Seasonal affective disorder is a type of depressive disorder that typically begins during the fall and winter months and dissipates during the spring and summer months. There’s also a summer pattern seasonal affective disorder, although it’s much less common. The National Institute of Mental Health classifies seasonal affective disorder with the symptoms listed below:
Symptoms of major depression may include:
Feeling depressed most of the day, nearly every day
Losing interest in activities you once enjoyed
Experiencing changes in your appetite or weight
Feeling sluggish or agitated
Feeling hopeless or worthless
Having difficulty concentrating
Having frequent thoughts of death or suicide
For winter-pattern SAD, additional specific symptoms may include:
Overeating, particularly with a craving for carbohydrates
Social withdrawal (feeling like “hibernating”)
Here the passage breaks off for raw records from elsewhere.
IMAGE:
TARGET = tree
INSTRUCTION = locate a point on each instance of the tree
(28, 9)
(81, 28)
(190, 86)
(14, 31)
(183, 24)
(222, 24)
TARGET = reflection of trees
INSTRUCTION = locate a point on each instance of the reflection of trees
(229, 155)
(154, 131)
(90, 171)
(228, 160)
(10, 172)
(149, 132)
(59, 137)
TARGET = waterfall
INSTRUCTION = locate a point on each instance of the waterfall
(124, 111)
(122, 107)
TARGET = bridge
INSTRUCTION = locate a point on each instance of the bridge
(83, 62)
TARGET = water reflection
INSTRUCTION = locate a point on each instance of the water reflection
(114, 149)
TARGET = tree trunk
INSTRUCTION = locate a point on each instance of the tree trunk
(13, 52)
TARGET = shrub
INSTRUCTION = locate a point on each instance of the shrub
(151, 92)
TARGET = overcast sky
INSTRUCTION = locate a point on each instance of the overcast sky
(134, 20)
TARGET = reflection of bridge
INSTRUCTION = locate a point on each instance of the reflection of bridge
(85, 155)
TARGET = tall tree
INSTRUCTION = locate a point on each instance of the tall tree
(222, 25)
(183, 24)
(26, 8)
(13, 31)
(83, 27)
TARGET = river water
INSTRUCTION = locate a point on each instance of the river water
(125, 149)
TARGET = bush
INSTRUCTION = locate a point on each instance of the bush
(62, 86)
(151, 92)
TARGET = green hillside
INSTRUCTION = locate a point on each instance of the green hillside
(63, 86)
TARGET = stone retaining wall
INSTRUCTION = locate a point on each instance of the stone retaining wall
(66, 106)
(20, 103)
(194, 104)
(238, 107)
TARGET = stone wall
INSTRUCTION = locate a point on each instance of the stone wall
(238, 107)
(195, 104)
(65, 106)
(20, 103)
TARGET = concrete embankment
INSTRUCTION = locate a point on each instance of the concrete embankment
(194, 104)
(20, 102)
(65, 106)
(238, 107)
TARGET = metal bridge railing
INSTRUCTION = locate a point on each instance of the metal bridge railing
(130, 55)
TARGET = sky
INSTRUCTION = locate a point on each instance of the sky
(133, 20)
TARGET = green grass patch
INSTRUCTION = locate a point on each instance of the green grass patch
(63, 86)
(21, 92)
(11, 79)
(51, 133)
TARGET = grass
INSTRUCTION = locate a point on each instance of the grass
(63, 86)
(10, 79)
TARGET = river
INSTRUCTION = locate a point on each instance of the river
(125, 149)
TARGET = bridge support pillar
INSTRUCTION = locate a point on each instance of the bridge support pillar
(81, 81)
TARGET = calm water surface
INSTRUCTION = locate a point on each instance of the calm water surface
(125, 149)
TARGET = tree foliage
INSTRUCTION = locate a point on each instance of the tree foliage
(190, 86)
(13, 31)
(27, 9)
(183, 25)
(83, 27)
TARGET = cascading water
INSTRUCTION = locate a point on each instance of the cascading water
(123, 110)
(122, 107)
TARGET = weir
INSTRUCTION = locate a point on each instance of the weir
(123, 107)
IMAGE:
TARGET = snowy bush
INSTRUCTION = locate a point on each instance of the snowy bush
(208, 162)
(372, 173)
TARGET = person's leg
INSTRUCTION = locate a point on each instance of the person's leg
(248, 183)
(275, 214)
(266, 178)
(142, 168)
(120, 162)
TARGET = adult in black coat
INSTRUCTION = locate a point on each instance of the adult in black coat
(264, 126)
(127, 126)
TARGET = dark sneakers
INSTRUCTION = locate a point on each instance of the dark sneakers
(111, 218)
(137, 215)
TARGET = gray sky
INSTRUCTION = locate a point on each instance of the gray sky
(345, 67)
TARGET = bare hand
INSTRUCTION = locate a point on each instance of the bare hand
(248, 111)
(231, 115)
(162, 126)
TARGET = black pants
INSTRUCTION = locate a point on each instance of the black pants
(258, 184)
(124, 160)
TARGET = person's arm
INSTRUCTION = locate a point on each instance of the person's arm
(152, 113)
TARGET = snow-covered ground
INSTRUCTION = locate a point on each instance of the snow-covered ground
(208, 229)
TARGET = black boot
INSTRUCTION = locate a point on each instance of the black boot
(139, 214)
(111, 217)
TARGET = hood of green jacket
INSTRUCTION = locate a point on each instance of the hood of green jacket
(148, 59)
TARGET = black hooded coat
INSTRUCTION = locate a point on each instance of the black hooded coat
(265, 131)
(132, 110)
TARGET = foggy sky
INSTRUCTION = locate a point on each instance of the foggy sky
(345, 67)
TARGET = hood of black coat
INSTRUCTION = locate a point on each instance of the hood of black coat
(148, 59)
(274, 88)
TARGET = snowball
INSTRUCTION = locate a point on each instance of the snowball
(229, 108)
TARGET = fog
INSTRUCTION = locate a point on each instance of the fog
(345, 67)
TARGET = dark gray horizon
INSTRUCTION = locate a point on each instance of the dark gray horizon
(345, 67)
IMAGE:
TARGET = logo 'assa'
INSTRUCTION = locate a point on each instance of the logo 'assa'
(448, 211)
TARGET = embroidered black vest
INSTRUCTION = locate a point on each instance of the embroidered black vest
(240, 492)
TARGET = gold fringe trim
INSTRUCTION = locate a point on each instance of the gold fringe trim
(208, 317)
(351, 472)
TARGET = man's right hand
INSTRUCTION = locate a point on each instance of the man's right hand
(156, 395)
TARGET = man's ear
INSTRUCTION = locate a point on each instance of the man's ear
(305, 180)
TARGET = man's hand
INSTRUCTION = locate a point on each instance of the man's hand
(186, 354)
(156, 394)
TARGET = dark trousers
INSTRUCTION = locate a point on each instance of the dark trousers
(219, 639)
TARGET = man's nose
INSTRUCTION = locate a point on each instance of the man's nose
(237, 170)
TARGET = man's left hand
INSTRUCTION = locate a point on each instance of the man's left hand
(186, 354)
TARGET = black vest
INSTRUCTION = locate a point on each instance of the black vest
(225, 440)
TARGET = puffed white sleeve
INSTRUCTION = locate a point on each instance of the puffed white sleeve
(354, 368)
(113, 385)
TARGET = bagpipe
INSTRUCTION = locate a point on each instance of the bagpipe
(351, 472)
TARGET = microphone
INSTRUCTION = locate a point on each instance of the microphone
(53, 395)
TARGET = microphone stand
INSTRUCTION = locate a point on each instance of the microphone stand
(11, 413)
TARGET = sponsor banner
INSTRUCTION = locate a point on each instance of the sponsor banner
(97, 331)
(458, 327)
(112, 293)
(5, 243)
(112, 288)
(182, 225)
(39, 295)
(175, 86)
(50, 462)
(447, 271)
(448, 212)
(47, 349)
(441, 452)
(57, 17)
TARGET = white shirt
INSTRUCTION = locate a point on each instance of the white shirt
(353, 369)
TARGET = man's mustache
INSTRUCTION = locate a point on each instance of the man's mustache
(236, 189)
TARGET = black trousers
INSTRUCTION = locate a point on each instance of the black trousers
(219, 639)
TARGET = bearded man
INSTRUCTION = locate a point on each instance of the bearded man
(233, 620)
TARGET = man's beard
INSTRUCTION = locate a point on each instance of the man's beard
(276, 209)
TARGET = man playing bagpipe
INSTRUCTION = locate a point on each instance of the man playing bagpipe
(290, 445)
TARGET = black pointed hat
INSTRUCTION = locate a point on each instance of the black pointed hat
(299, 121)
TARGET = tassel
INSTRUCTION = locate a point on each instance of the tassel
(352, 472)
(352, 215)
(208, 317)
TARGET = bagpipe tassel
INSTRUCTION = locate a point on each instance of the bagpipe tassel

On top of any of these symptoms that you may be having, we’re still adjusting to the additional stress of a global pandemic and the feeling of being “cooped up” seems all too familiar. So what do we do now?
Prioritizing your mental wellness as we continue to navigate Covid and adjust to the changing seasons is so important. Whether your comfort level is in-person or virtually, schedule time to meet and catch up with family and friends, volunteer for a local organization, make sure you’re eating enough and getting enough sleep and try to stay active. However, depressive disorders aren’t always “preventable” and sometimes contrary to your best laid plans, you may start feeling “not like yourself” or maybe a “little off.”
Finding support as soon as you recognize that you may be struggling with seasonal affective disorder is imperative. Seeing a therapist, voicing your concerns to a physician/psychiatrist, joining a support group and identifying your support network are just a few ways you can access support for yourself. Above all else, remember that what you’re feeling is completely normal and that with treatment, your symptoms will likely improve. However, if you find yourself having thoughts of wanting to harm yourself, you can access the National Suicide Prevention Lifeline 24/7 at 800-273-TALK (8255) or by texting the word HELLO to 741741. You can also seek immediate assistance by calling 911 or proceeding to your nearest emergency room.
So as we continue to inch closer to the warmer months continue to practice the gift that keeps on giving - prioritizing your mental health. Don’t forget to check-in on your family and friends too and above all else, relish in all the beauty that Winter and the holidays have to offer.